NAME
    nsite - tool for generating WWW site maps

SYNOPSIS
        nsite.pl 
            [ -verbose ] 
            [ -help ]
            [ -doc ]
            [ -depth <depth> ] 
            [ -proxy <proxy URL> ] 
            [ -[no]envproxy ] 
            [ -agent <agent> ]
            [ -authen ] 
            [ -format <html|text|xml|none> ] 
            [ -summary <number of chars> ] 
            [ -title <page title> ] 
            [ -email <e-mail address> ]
            [ -index ]
            [ -nolinks ]
            [ -stats <filename> ]
            [ -output <filename> ]
            [ -altstart <filename> ]
            -url <root URL> 

DESCRIPTION
    nSite generates site maps for a given WWW site. It walks a site from the
    root URL and generates an HTML, TEXT, or XML link page which illustrates
    the structure of the site.

    The HTML site map consists of the page url, title, unique fingerprint,
    summary, and list of internal and external links. The links are
    'clickable' with the internal links in blue and the external links in
    orange.

    The TEXT site map consists of the page url, title, and unique
    fingerprint.

    The XML site map is a list of XML <LINK>/<URL> structures.

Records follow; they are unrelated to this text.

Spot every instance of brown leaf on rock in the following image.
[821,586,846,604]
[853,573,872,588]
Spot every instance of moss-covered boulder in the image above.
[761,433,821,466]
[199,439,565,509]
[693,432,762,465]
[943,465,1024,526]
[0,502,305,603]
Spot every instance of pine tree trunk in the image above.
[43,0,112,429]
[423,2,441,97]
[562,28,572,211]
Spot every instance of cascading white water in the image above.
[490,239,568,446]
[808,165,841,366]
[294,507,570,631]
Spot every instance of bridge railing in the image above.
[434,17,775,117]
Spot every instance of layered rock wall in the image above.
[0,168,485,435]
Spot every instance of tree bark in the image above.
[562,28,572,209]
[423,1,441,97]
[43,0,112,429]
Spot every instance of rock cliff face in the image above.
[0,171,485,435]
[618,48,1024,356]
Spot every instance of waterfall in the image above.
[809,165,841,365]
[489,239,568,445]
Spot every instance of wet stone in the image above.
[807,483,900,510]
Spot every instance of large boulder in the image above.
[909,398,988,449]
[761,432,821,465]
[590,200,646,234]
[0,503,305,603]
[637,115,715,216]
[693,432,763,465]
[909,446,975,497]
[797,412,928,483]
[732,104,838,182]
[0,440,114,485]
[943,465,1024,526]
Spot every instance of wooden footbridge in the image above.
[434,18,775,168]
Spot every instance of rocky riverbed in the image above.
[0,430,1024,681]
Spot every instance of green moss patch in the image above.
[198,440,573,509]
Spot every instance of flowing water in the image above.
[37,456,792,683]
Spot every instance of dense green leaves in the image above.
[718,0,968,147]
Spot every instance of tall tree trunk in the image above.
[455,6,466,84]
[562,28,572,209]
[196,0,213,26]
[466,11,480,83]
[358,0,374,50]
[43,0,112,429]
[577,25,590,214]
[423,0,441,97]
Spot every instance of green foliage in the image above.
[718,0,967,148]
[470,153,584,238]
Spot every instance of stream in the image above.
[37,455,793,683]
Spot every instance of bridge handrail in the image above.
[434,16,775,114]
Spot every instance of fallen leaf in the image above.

    The structure reflects the depth from the root page to the pages listed;
    i.e., the first-level bullets are pages accessible directly from the
    root page, at the next levels are pages accessible from those pages,
    etc. nSite assumes a typical, breadth-first, top-down site structure so
    pages may appear in a different order than originally intended.

OPTIONS
  -url <root URL>

    Option to specify a root URL to generate a site map for. This option is
    required.

  -depth <depth>

    Option to specify the depth of the site map generated. If not specified,
    nSite will generate a sitemap of unlimited depth.

  -email <email address>

    Option to specify the email address which is reported by the robot to
    the site where it gets pages from.

  -proxy <proxy URL>

    Specify an HTTP proxy to use.

  -[no]envproxy

    If -envproxy is set, the proxy specified by the $http_proxy environment
    variable will be used (this is the default behaviour). Use -noenvproxy
    to suppress this. -proxy takes precedence over -envproxy.

  -agent <agent>

    Allows the user to specify an agent for the robot to pretend to be (e.g.
    'Mozilla/4.5'). This can be necessary for sites that do browser sniffing
    for serving particular content, etc.

  -format <formatting option>

    Option for specifying the output format the site map. Possible values
    are

    html
        Simple HTML bulleted list (default). Consists of the page url,
        title, unique fingerprint, summary, and list of internal and
        external links. The links are 'clickable' with the internal links in
        blue and the external links in orange.

    text
        Plain text with indenting. Consists of the page url, title, and a
        unique fingerprint.

    xml An XML graph of linkage between pages. Consists of a list of XML
        <LINK>/<URL> structures.

    none
        Do not output the site map. Useful when you want to just output the
        stats file. (see -stats)

  -summary <number of chars>

    Automatically extract a summary to display with the title. This will be
    truncated at the specified number of characters (default:200). To
    disable the summary display, set the number of chars to -1.

  -title <page title>

    Option to specify a page title for the site map.

  -authen

    Option to use LWP::AuthenAgent to get HTML pages. This allows the user
    to type a username / password for pages that are access controlled.

  -index

    Option to display an index (table of contents) for the site map.

  -nolinks

    Option to disable the display of the internal and external links for
    each page in the site map.

  -altstart

    Option to start the mapping at a specific file instead of the default
    index file.

  -stats <filename>

    Option to output a statistics file with lines containing the following:

     URL<tab>FINGERPRINT<tab>NUMBER_OF_LINKS<tab>DEPTH<tab>TITLE.

  -output <filename>

    Option to output the site map to a file. (Defaults to standard output.)

  -help

    Display a help message to standard output, with a brief description of
    nSite and its command-line switches.

  -doc

    Display the full documentation for nSite, generated from the embedded
    pod format documentation.

  -version

    Print out the current version number for nSite.

  -verbose

    Turn on verbose messages.

ENVIRONMENT
    nSite makes use of the `$http_proxy' environment variable, if it is set.

PREREQUISITES
        HTML::Entities
        Getopt::Long
        LWP::AuthenAgent
        LWP::UserAgent
        Pod::Usage

BUGS
    XML support is very basic. It has been tested only on some Linux,
    Windows, and Irix systems.

AUTHOR
    Steve Horsburgh <shorsburgh@horsburgh.com>

CREDITS
    This script is based on the 1997 sitemapper.pl script by Ave Wrigley
    <wrigley@cre.canon.co.uk>

COPYRIGHT
    Copyright (c) 2000, Horsburgh.com. All rights reserved.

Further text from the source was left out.